Covina’s newest City Manager, Daryl Parrish, is scheduled to begin on June 1.
In this story, which ran in The San Bernardino Sun, it discusses a “perception problem” that may have been created when Parrish used $15,000 from Cotlon’s discrentionary funds to hire a consultant to work for the city.
Meanwhile, Covina was using the same consultant to interview city manager applicants. In the end, Parrish was selected for Covina.
Councilman Kevin Stapleton, however, said that Covina used the consultant back in the 1990s when they first hired the previous city manager, Paul Philips, and that the consultant had no say in their selection of Parrish.
Here’s the story:
Colton consultant also worked for Covina, which just hired Colton ‘s city manager
Sun, The (San Bernardino, CA) – Monday, May 25, 2009
Author/Byline: Michael J. Sorba, Staff Writer
COLTON – A consultant hired to provide ethics training and other services for the City Council is the same man the Covina City Council used to recruit its new city manager.
Colton City Manager Daryl Parrish was one of 59 applicants who vied for the Covina job and ended up being Covina’s top choice.
The recruiter who narrowed the field from 59 to about 15 is Bill Mathis, a psychologist that specializes in management psychology. Mathis is one of about seven recruiters in the state that helps cities find candidates for high-profile job openings.
In October 2007 Parrish used his $25,000 discretionary fund, which doesn’t require council approval, to award a $15,000 contact to Mathis to aid the council in developing a “norms and ethics policy,” goal setting and provide other services until April 30, city reports say. In August, the council voted 4-3 to extend the contract to June 30 and increase Mathis’ compensation to an amount not to exceed $50,000, reports say.
The situation has raised the eyebrows of some residents who say Parrish and Mathis should have disclosed the issue to the public to avoid any perception of backdoor dealings.
“My understanding is that he ( Parrish ) has been looking for a job elsewhere for a while,” said Frank Navarro, a resident and member of the political group Colton First, which is often critical of city leaders. “It raises questions for anybody who has an interest in the community. Did he use taxpayer money to improve his chances of obtaining a job elsewhere?”
Parrish denies any ill intent in hiring Mathis. In the wake of scandals involving former councilmembers – including Ramon Hernandez and Donald Sanders – Parrish said Councilman David Toro directed him to formulate some sort of ethics system the council would follow and the idea was supported by Mayor Kelly Chastain.
Toro said his intent was to implement a policy that would set consequences if elected officials engaged in unethical activity, but such a system never came to fruition.
The recommendation to use Mathis for ethics training came from the city’s law firm, Best Best & Krieger, city reports say.
Parrish has stated in public that he has applied for city manager jobs in other cities. In 2006 and 2007 he was a finalist for city manager openings in Hemet and Redlands, respectively. Mathis was not the recruiter for either city.

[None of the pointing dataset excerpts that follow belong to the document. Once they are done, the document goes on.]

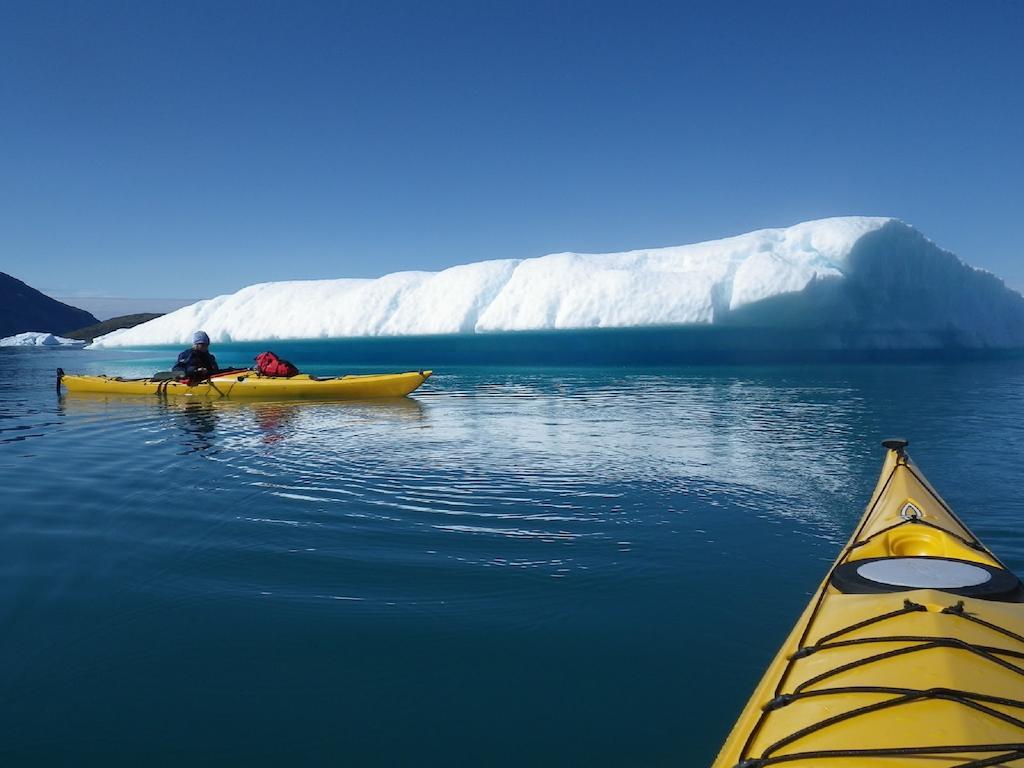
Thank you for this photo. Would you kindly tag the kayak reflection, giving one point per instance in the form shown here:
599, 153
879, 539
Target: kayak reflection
204, 425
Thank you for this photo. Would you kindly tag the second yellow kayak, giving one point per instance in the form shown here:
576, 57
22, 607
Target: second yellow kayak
251, 384
910, 652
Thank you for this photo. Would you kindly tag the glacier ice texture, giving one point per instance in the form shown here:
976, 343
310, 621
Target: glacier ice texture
38, 339
840, 283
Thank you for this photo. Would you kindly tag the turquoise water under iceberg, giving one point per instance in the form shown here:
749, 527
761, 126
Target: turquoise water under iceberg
539, 565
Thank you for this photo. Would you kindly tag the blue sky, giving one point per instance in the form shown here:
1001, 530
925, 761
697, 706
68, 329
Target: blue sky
188, 148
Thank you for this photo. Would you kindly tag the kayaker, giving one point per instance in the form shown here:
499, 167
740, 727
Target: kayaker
197, 363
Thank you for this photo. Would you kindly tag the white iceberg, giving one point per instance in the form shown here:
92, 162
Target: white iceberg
847, 272
39, 339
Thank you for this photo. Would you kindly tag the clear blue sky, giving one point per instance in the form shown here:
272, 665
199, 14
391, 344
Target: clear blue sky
188, 148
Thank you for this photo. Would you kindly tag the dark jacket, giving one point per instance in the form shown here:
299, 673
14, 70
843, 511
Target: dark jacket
192, 359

“I think people in the marketplace know that I’m a senior manager,” Parrish said. “There was no premeditation on my part to hire Mathis so I could use him as my personal executive recruiter. The Covina council will attest to that, I’m there because I won the race.”
A hiring committee made up of Covina Mayor Walt Allen and Councilman Kevin Stapleton took the 15 applicants Mathis selected from the entire pool and reduced the field to six finalists. Parrish was unanimously selected by the five-member Covina council, Allen said.
“He (Mathis) had nothing to do with the final selection of the candidate,” Allen said. “There was just no comparison. We had some stellar candidates, but he ( Parrish ) just had what we were looking for.”
Mathis said he didn’t notify the Colton council he had selected Parrish as a candidate from the pool of applicants in Covina because “all of the city managers who were applying were guaranteed by me confidentiality.”
Mathis said he didn’t personally recruit Parrish and he learned the job was available and applied for it on his own.
Jessica Levinson, director of political reform for the Los Angeles-based Center for Governmental Studies, said applicant privacy is a valid reason for not making the job search public, but public officials should take special care to avoid creating a situation the public could view as unethical.
“It’s the perception problem here,” she said, “of making it look like public officials are going behind the backs of the public and engaging in dealings for their own benefit.
“Whether that was going on or not, the way to avoid that is to be as open and as transparent as possible, especially when you have a city that has a history of scandal. When the public starts to lose faith in their public officials it hurts the integrity of the governmental process.”